One thing that separates boxing from all other sports is that one punch can change, or even end, a fight. And, one of the most classic examples in the last 50 years of championship fights came on June 15th, 1984, when two legends, Thomas Hearns and Roberto Duran entered the ring.
That’s when one punch put Duran’s lights out for good and reinforced that Hearns was one of the greatest punchers of the lighter weight classes, ever.
The site was Caesars Palace in Las Vegas, the same place where Hearns had lost for the first time for the Undisputed Welterweight title to Sugar Ray Leonard almost three years earlier on a 14th round TKO.
However, after that night/loss Hearns went on another roll winning three fights in a row to set up his showdown with another huge name, Wilfred Benitez. Hearns decisioned Benitez over 15 rounds in December of 1982 to capture the WBC Junior Middleweight Championship. He then fought twice more before agreeing to fight the Panamanian legend, Duran in the summer of 1984.
Duran entered the ring that night in Vegas, as a man who had recently suffered defeat, after defeat, after defeat. After amassing a 72-1 record that included a 15-round decision over Sugar Ray Leonard in the summer of 1980, he lost to Leonard in their famous “No Mas” rematch in November of that year.
After winning two non-title fights, Duran lost a 15 round decision to Wilfred Benitez in January of 1982 (Hearns took the belt from Benitez later that year). Duran followed that loss with another decision loss to England’s Kirkland Laing and had now lost three times in five fights.
He bounced back by winning three fights in a row, including beating American Davey Moore by TKO in the 8th round in Madison Square Garden in June of 1983 and captured the WBA Junior Middleweight Championship.
Duran was stripped of that WBA belt, when he elected to fight Marvelous Marvin Hagler for the Undisputed Middleweight Championship five months later. Duran lost a controversial 15 round unanimous decision to Hagler that night in Vegas. And then, he agreed to drop back down to 154 lbs. to fight Hearns.
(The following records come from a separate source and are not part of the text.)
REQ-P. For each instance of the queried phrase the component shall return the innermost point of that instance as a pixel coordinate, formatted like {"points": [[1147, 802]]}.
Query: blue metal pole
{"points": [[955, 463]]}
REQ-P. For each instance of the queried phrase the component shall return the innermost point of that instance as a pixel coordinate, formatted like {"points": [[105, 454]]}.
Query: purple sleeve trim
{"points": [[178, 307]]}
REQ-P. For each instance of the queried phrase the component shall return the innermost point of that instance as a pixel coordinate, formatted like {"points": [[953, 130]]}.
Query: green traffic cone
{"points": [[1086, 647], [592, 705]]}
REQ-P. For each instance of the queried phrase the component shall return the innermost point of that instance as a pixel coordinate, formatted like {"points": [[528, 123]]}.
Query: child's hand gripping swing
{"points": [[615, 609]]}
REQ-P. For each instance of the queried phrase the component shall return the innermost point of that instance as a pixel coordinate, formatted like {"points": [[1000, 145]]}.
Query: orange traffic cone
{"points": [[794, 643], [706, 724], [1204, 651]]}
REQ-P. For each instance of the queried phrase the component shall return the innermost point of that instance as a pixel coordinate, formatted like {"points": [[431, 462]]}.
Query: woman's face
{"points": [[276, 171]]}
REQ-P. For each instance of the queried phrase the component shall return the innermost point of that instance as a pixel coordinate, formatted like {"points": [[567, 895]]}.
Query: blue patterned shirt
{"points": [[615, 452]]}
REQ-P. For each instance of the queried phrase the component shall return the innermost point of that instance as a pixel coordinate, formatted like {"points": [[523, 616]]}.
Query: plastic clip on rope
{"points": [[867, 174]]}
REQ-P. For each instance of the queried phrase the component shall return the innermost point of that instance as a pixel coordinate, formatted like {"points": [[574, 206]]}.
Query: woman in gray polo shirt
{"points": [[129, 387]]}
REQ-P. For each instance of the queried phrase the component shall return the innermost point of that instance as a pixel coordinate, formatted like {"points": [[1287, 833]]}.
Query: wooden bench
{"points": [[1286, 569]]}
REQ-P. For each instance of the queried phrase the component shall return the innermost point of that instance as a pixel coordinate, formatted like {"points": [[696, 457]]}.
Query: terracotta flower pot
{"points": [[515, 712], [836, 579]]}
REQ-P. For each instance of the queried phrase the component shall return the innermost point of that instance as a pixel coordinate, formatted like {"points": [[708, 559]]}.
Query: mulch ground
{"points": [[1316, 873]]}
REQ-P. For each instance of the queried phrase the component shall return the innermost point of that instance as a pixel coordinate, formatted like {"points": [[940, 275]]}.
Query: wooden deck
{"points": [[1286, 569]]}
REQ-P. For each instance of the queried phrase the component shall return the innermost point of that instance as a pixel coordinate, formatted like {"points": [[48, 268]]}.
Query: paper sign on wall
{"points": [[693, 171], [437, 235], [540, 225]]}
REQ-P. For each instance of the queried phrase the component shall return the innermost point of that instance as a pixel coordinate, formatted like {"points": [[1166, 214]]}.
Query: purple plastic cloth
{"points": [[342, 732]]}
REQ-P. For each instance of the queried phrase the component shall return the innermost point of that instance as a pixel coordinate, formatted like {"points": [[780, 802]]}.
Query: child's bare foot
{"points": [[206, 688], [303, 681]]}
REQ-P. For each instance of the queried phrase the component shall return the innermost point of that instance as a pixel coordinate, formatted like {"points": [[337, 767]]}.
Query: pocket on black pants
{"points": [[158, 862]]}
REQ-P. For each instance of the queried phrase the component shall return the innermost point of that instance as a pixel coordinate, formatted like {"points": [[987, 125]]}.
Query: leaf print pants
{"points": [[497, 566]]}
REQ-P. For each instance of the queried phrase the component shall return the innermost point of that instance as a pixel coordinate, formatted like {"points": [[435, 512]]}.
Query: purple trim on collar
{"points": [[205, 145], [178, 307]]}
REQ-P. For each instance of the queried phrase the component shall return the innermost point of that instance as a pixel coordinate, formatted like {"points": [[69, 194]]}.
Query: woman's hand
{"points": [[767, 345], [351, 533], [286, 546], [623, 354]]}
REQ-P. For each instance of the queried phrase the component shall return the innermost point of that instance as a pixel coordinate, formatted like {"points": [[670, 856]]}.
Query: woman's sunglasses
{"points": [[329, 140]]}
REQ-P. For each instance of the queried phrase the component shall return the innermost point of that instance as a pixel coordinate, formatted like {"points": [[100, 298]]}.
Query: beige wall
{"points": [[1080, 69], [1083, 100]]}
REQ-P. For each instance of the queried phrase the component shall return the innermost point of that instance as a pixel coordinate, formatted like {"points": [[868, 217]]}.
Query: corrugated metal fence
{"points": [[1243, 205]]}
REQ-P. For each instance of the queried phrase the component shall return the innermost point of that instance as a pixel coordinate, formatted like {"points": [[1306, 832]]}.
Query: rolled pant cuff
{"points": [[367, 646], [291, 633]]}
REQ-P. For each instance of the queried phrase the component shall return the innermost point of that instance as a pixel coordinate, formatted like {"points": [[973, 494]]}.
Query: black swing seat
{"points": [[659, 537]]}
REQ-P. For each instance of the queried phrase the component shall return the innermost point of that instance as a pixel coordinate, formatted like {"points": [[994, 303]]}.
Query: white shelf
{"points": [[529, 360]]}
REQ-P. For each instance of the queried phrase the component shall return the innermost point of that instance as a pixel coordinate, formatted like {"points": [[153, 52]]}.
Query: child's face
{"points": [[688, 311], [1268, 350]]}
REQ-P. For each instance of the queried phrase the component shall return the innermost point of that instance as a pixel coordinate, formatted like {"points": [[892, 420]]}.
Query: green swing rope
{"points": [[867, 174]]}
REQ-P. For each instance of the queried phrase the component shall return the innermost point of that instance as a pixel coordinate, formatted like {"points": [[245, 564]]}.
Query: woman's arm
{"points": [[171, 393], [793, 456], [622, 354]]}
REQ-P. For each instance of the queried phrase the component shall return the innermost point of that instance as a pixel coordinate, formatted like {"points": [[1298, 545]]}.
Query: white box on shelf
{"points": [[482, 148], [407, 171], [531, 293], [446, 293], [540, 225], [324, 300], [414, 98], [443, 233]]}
it didn’t take long for Duran to realize he was not in the ring with a welterweight like Leonard, or guys like Benitez or Laing, who had both decisioned him. And, even though Hagler got the verdict, many believed that Duran was the better fighter and Marvin never staggered, much less knocked Duran down, in their fight.
Well, Hearns wasted no time after a “feel out” beginning to the first round, as he let Duran know who he was, by shaking him up with a right hand which dropped Duran on backside for a quick knockdown. Then, after trapping Duran along the ropes, Hearns landed 2-3 other glancing shots, and then a left that put Duran off balance and down, again.
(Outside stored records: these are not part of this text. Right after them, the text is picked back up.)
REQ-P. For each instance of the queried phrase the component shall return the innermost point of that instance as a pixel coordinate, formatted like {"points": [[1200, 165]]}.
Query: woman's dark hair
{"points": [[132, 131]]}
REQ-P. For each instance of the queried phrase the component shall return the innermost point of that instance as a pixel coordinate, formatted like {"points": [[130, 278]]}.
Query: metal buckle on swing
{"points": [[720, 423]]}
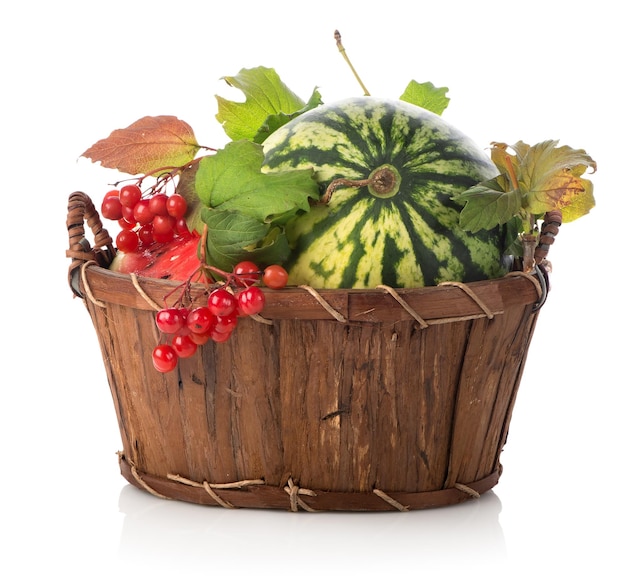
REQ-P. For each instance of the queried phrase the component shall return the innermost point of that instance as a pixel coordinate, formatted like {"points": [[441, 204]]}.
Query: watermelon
{"points": [[177, 260], [401, 227]]}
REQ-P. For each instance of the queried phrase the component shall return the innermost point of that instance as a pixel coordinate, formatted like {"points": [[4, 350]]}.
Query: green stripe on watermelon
{"points": [[406, 234]]}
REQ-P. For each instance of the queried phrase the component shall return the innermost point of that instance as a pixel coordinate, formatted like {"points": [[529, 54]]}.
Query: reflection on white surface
{"points": [[169, 535]]}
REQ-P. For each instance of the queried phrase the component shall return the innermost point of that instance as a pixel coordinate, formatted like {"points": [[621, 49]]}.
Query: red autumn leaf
{"points": [[148, 145]]}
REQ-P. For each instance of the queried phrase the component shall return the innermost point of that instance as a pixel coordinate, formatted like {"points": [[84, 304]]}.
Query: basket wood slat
{"points": [[376, 410]]}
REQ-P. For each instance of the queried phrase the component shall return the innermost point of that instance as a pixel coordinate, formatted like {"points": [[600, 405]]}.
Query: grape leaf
{"points": [[552, 180], [274, 121], [233, 237], [536, 180], [266, 95], [427, 96], [232, 179], [147, 145], [488, 205]]}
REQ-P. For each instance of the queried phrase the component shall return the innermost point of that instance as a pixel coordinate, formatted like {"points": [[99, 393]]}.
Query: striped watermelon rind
{"points": [[410, 238]]}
The bell sounded to end the first shortly after and it set the stage with Hearns delivering an “atom bomb” right hand that he was known for, just one minute into the second.
Relive one of the greatest one punch knockouts in boxing history here:
Hearns’ trademark right sent Duran crashing face-first to the canvas and referee Carlos Padilla stopped the fight without finishing the count. That booming right put Hearns on a collision course with Hagler, himself, for April of 1985. They would go on to fight an epic three round fight that Hagler won by knockout.
Sadly, both Hearns and Duran fought deep into their 40s and tried to recapture the glory, the titles and some of the money that they used to make in the mega fights of the 1980s.
Both fighters went on to be put in the International Boxing Hall of Fame with Duran known for his grit and his relentless style, and Hearns known for that lethal right cross that he crashed on the Panamanian’s jaw 35 years ago.